Par ailleurs, l’articulation avec les enjeux sociaux est frappante : certaines associations, à l’image de Réseau Solidarité Poésie, organisent des ateliers d’écriture en maison de retraite ou en centre de loisirs, visant à redonner la parole à des publics en marge ou fragilisés.

Évolution des formes et des supports : la poésie numérique et expérimentale

Le territoire montbéliardais se distingue aussi par une ouverture marquée à l’innovation formelle. Outre les recueils papier classiques, on y retrouve :

  • Poésie visuelle : les ateliers du Centre d’Art Mobile font régulièrement dialoguer photographie et écriture poétique, avec des expositions itinérantes dans les écoles et les lieux publics.
  • Poésie sonore et numérique : podcasts, slam et performances numériques se développent, en lien avec les initiatives nationales comme « Le Printemps des poètes ».
  • Publications hybrides : à titre d’exemple, le recueil Montbéliard en vers et images (éditions Sekoya, 2022), mêle textes poétiques et photographies contemporaines du territoire.

Cette mutation des supports ouvre la poésie à de nouveaux lecteurs, notamment chez les plus jeunes, qui investissent volontiers Instagram ou TikTok pour écrire ou déclamer leurs propres textes.

Chiffres et tendances de la vie poétique locale

Loin de se cantonner à une minorité, la poésie fédère à Montbéliard un public varié, comme en témoignent quelques repères récents :

Initiative Fréquentation moyenne (2022-2023) Public cible
Cafés Poésie (Café des Arts) 30 personnes/soirée Tous publics
Semaine de la Poésie (Médiathèque) 800 visiteurs Enfants, familles, groupes scolaires
Projet « Poésies partagées » en milieu scolaire 1500 élèves/an Écoles, collèges, lycées
Poésie en vitrine 40 commerces impliqués Grand public, passants

La diversité de ces initiatives, et leur fréquentation croissante, illustrent une appétence certaine pour la poésie dans le Pays de Montbéliard, toutes générations confondues.

Perspectives et émergences : vers une poésie citoyenne et créative

L’ancrage fort de la poésie dans la vie littéraire montbéliardaise tient à cette capacité d’adaptation, de contagion créative et d’ouverture aux mutations sociétales.

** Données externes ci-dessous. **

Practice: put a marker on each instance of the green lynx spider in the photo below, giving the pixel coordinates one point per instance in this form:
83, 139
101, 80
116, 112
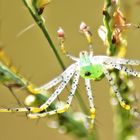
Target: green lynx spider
87, 66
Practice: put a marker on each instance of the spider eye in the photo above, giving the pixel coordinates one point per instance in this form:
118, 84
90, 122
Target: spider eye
87, 73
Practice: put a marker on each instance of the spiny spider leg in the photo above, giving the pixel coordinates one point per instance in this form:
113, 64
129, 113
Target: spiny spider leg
65, 107
125, 69
62, 85
91, 101
115, 88
122, 61
57, 80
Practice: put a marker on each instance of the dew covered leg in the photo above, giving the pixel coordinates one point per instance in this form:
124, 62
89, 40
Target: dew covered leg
116, 89
57, 79
125, 69
66, 106
91, 101
111, 60
59, 89
62, 85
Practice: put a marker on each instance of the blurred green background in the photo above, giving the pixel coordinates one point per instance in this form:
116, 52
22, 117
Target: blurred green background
32, 55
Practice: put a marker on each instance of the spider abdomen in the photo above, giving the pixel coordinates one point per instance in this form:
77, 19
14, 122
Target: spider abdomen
94, 72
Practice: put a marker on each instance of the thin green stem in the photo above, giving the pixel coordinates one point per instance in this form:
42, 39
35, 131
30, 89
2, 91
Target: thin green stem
39, 20
106, 21
123, 120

Les projets engagés témoignent d’un renouvellement générationnel – par exemple, la multiplication des « battle poétiques » en milieu lycéen ou les ateliers menés auprès des publics allophones – qui signalent la vitalité d’un art en pleine transformation.

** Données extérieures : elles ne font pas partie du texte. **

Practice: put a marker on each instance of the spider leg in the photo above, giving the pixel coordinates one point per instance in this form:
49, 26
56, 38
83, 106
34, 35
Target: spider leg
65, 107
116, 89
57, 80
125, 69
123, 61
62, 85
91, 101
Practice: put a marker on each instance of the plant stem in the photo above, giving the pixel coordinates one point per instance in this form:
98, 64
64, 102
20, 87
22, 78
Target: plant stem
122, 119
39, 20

  • Diversification des formes : la poésie n’est plus un territoire réservé à quelques initiés, mais un terrain commun, susceptible d’être réinventé par chacun.
  • Mixité et accessibilité : la synergie entre lieux institutionnels et informels simplifie l’accès à la poésie.
  • Interactions culturelles : collaborations avec le spectacle vivant et les arts plastiques élargissent la portée du poème, qui devient aussi objet à voir, entendre et partager collectivement.

Pour conclure sur une ouverture

Si la poésie occupe aujourd’hui une place singulière dans la vie littéraire montbéliardaise, c’est parce qu’elle sait conjuguer mémoire et invention, enracinement et mouvement. Elle irrigue les espaces institutionnels comme les lieux de vie les plus inattendus, agit sur les publics traditionnels comme sur les nouvelles générations connectées, et s’inscrit, sans hiérarchie, dans le temps du quotidien. Face à la tentation de l’uniformisation culturelle, la poésie montbéliardaise s’avère porteuse d’une originalité précieuse : celle d’un art partagé, constamment renouvelé, qui invite chacun à recréer du sens dans un monde en quête d’écoute et de reliance.

Sources : Archives municipales de Montbéliard / Est Républicain / Médiathèque de Montbéliard / Programme MJC du Centre-Ville / Editions Sekoya / Rectorat de Besançon.